Shuffle practice
2026-01-05
I'm not good at shuffling a deck of playing cards, and wanted to practice the riffle shuffle. There's a result that it takes 7 riffles to randomize a deck (wikipedia, youtube). To see the full effect of a shuffle, we need to know the order of cards in a deck before and after. I have some tools to annotate a deck and inspect shuffles in the shuffle_practice repo. The repo has example data which I will refer to in this post.
Deck image
I started with capturing an image of all 52 cards in a deck. I laid them out on the floor against a dark background to make further image processing tasks easier.

These are some conventions I used for ordering a deck.
- With cards stacked face-down, the bottom-most card is the first, and the top-most card is the last.
- In a deck image, the order of cards is left-right, top-down. The first card is the top-left, and last card is bottom-right.

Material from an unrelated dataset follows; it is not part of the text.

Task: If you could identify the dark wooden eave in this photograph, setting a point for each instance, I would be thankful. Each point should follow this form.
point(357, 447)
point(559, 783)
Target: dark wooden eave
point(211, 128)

I only performed riffles, and captured a deck image after every single riffle. In the example sequence included with the repo, there are 8 images of decks, for a total of 7 riffles between the first and last deck. The image above is of the first deck, before any shuffles.
Segmentation
The next task was to segment a deck image into individual cards. I used segment-anything for this purpose. I worked on a cpu-only machine, so I used the smallest model along with a scaled-down image. The model segmented cards very well, but could also generate spurious segments.

I got rid of unwanted segments with some simple filtering (such as expected card area and aspect ratio). This worked because I used a fixed set of playing cards, and tried to capture consistent deck images. I often captured a couple of images of the same deck, and chose one on which segmentation worked.

Classification
Once I had card segments, I used
open_clip for labeling the cards.
Based on some
evaluation
(see the final deck accuracy column in the linked csv), the (SigLIP, webli)
models stood out as having very good performance, without any prompt
engineering. Perhaps the webli dataset includes playing cards, but I didn't
confirm.
Predictions were correct for cards that were clearly visible, such as the 3h
card
shown below. I took deck images on a phone, and cards near the edges were
consistently blurry. The SigLIP model I used often did well labeling even
these, such as the 6h
card.

I used the classification output as a seed to manually annotate the decks. Classification was pretty good (average accuracy 97% on the 8 example images) which simplified this step.
Permutation stats
With the annotation files in place, I could get an informal picture of shuffle quality. My example sequence of shuffles was far from perfect.
I found looking at permutation matrices to be helpful. A permutation matrix is
a matrix of zeros and ones that maps a source sequence to a permutation. In all
the matrices shown, the source was the starting deck (20251008_01). The three
images below are the permutation matrix after 1, 2, and 3 riffles. In other
words, they map deck 1 to 2, 3, and 4.

- After 1 riffle, the matrix has 2 clear diagonals, corresponding to the cards in the left and right hand. It shows that I tended to drop groups of 3-4 cards at once.
- After 2 riffles, the matrix interestingly has 4 diagonals.
- After 3 riffles, the pattern of doubling diagonals is less convincing.
Shuffle 6, between decks 6 and 7, was so bad that it isn't even a riffle. I tried to follow the riffle with a bridge, but fumbled, and undid most of the riffle. Perhaps my sequence of 7 riffles is effectively only 6.

The overall permutation matrix, between decks 1 and 8, looks pretty scattered, although a diagonal bias possibly still remains.

In a permuted sequence, a pair of elements is inverted if their order is
flipped, relative to the source sequence. For a deck of 52 cards, the expected
number of inversions for a uniform random permutation is 52 * 51 / 4 = 663.
The number of inversions in my sequence of shuffles (relative to the starting
deck) is below.
281, 452, 583, 618, 696, 740, 714
I don't have anything as principled as confidence intervals, but 714 seems
far enough from 663 to suggest that my riffle shuffle needed more practice.
Conclusion
At the start of the project, I thought I would learn about random permutation statistics. Instead, I spent time working with zero-shot models for segmentation and classification, which to their credit worked very well.
The limiting factor for more statistics was data collection effort. In the final state of my code and workflow, it took me more than a couple of hours to capture, annotate, and inspect a sequence of 7 riffles, or 8 decks. I didn't have enough data instances to look into questions like the following.
- A hypothesis test for uniform random shuffles, including a consideration of alternatives and error rates. The wikipedia page on Random permutation statistics is a starting point.
- Correlation statistics between successive shuffles, which are not independent samples from a distribution.
- Exploring whether 6 riffles is enough, another result mentioned on the wikipedia entry on riffle shuffles.
I concluded this project once it became more fun, and practice, to shuffle in service of an actual game of cards.